Identifying possible patent infringement beforehand and reacting to potential risks is significant since, if companies were involved in a lawsuit, it could cause tremendous financial damage. To identify the possibility of patent infringement, the technological similarity among patents is an important factor and can be adopted as a criterion. A keyword-based technological similarity has been widely exploited for various purposes such as technology trend or opportunity analysis. However, since a keyword-based approach cannot reflect specific technological key-findings and structural relationships among technological components in inventions, this approach is inadequate for identifying patent infringement.

Thus, we proposed a method to identify possible patent infringement using SAO based semantic similarity of technology. Since an SAO structure explicitly describes the structural relationships among technological components in the patent and the set of SAO structures is considered to be a detailed picture of the inventor’s expertise which are the specific key-findings in the patent, an SAO based semantic technological similarity can adequately identify patent infringement. Technological similarity among patents was measured by SAO based semantic similarity using WordNet instead of using expert-based analysis. Furthermore, a clustering algorithm automatically suggested possible patent infringement on the patent map, making it possible to handle large patent sets with minimal effort of human experts. The usefulness of the proposed method was demonstrated by identifying real case of patent infringement in prostate cancer treatment technology.
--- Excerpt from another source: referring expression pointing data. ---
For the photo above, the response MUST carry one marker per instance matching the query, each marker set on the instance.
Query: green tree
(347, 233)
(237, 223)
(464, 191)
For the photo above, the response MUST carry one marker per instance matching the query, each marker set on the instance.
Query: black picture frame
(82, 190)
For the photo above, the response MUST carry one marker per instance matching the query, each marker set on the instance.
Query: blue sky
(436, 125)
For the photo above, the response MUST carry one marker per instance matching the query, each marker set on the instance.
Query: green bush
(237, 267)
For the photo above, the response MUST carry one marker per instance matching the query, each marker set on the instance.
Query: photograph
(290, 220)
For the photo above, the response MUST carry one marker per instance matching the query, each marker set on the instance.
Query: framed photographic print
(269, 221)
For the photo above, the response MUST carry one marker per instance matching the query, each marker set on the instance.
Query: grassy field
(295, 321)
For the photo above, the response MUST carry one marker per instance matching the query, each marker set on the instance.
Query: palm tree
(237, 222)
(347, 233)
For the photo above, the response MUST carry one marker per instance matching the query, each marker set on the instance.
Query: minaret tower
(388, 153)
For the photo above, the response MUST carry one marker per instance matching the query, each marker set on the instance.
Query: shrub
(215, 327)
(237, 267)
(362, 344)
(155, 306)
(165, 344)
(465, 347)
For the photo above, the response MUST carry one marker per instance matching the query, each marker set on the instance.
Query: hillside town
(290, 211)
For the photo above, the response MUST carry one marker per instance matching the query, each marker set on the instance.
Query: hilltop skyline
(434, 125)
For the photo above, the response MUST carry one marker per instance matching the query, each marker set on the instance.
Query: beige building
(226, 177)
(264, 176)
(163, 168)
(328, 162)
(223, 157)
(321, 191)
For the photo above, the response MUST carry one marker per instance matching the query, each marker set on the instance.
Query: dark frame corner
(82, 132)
Although this paper analyzed a case, in which patents were infringed by other patents, the proposed method can be applied to the identification of patent infringement of products or processes by examining the detailed functions of products or processes by experts, transcribing them into the form of SAO structure, and then treating such documentation of the product or process as a ‘patent’ like entity.
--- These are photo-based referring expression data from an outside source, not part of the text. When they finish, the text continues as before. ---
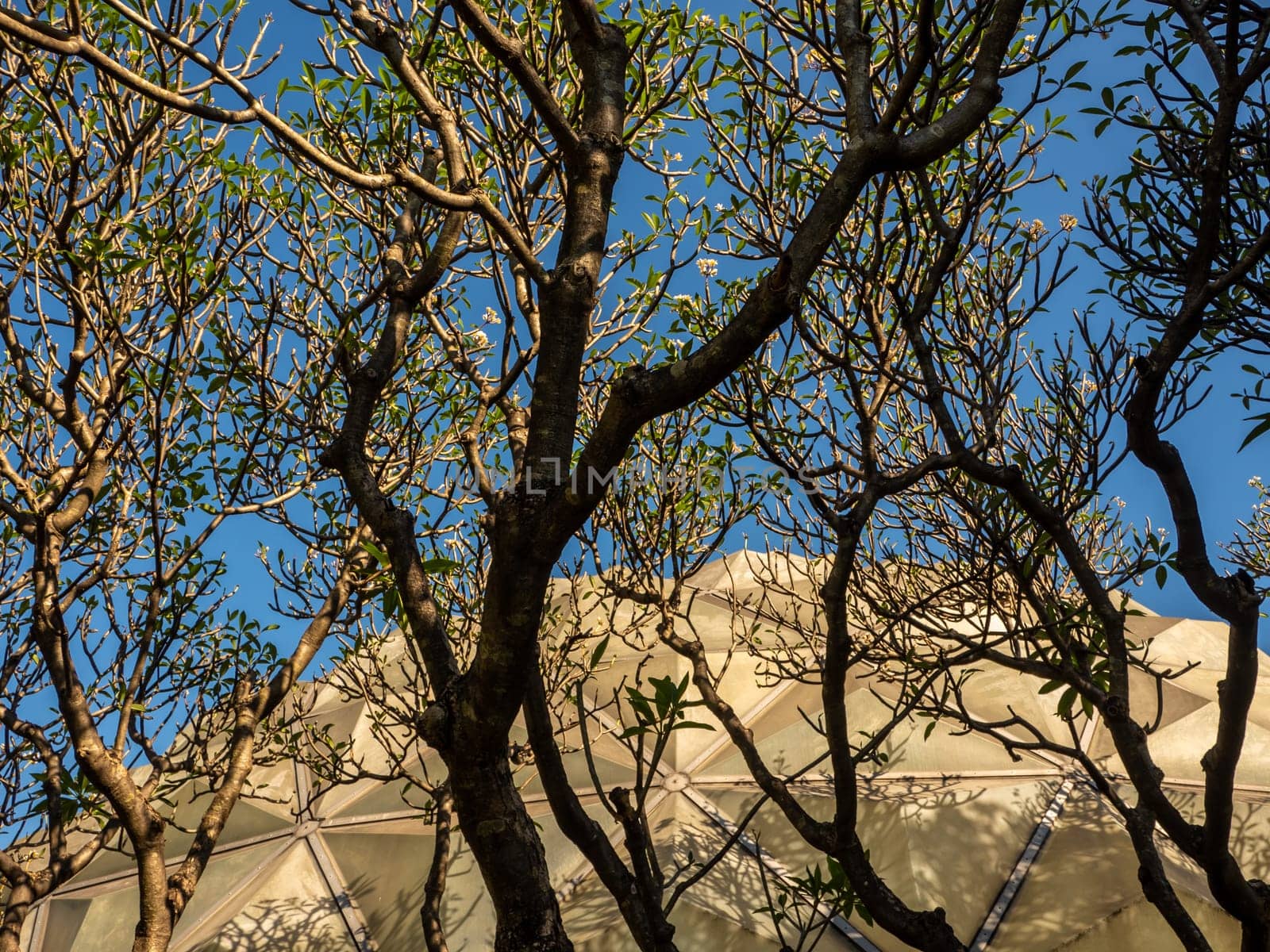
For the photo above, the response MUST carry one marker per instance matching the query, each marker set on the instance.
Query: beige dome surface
(1022, 854)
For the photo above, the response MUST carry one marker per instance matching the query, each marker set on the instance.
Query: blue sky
(1210, 440)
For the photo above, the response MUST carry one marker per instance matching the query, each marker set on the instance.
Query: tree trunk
(16, 911)
(508, 852)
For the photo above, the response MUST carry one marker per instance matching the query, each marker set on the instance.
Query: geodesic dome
(1022, 854)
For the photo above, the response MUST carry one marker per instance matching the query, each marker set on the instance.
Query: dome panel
(1052, 913)
(93, 924)
(937, 843)
(289, 907)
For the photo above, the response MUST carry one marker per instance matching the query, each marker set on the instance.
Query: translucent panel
(743, 685)
(1250, 827)
(694, 928)
(1189, 641)
(613, 763)
(1140, 926)
(1085, 876)
(247, 822)
(97, 924)
(385, 866)
(1178, 747)
(733, 889)
(225, 875)
(950, 844)
(997, 695)
(290, 907)
(384, 869)
(375, 799)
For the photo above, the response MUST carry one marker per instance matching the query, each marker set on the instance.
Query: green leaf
(440, 565)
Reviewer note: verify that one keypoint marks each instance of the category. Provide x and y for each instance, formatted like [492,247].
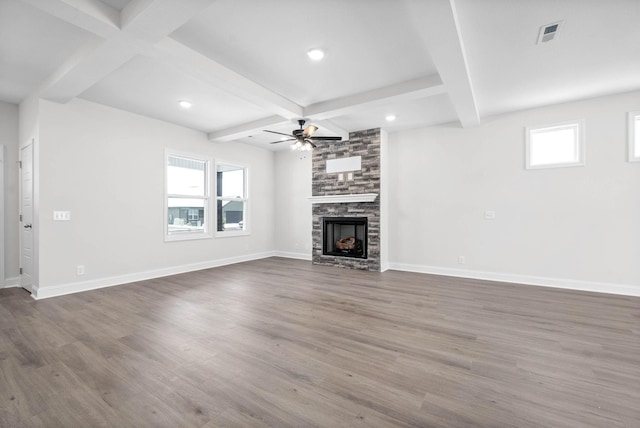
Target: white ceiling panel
[243,63]
[33,45]
[596,51]
[367,44]
[410,114]
[153,88]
However, the proposed method needs to be improved in some aspects parts: the hierarchical ontology for semantic similarity measurement and factors considered as criteria for judging patent infringement. First, even though the proposed method can be applied to any technology domain through the strengths of the powerful hierarchical ontology, WordNet, WordNet also has limitations in that certain unusual domain-specific terms may be absent from its collection of words, especially chemical and bio-technology related terms. Without supplement of undefined domain-specific terms to WordNet, credibility problem can occur or in appropriate analysis result can be generated. Thus, insufficient domain-specific terms should be added to WordNet to obtain reliable result from semantic similarity measurement and furthermore, to achieve full automation system. Recently, research for automated generation methods of local concept hierarchy has been actively conducted in Computer Science. These methods can generate the concept hierarchy of technology specific terms. Thus, these automated generation methods can make WordNet more robust and allow fully automated semantic similarity measurement. Second, although this paper only considered technological similarity as a criterion for judging possible patent infringement, other valuable factors for identifying the possibility of patent infringement such as patentability and claims need to be considered to improve the reliability and practicality of the method.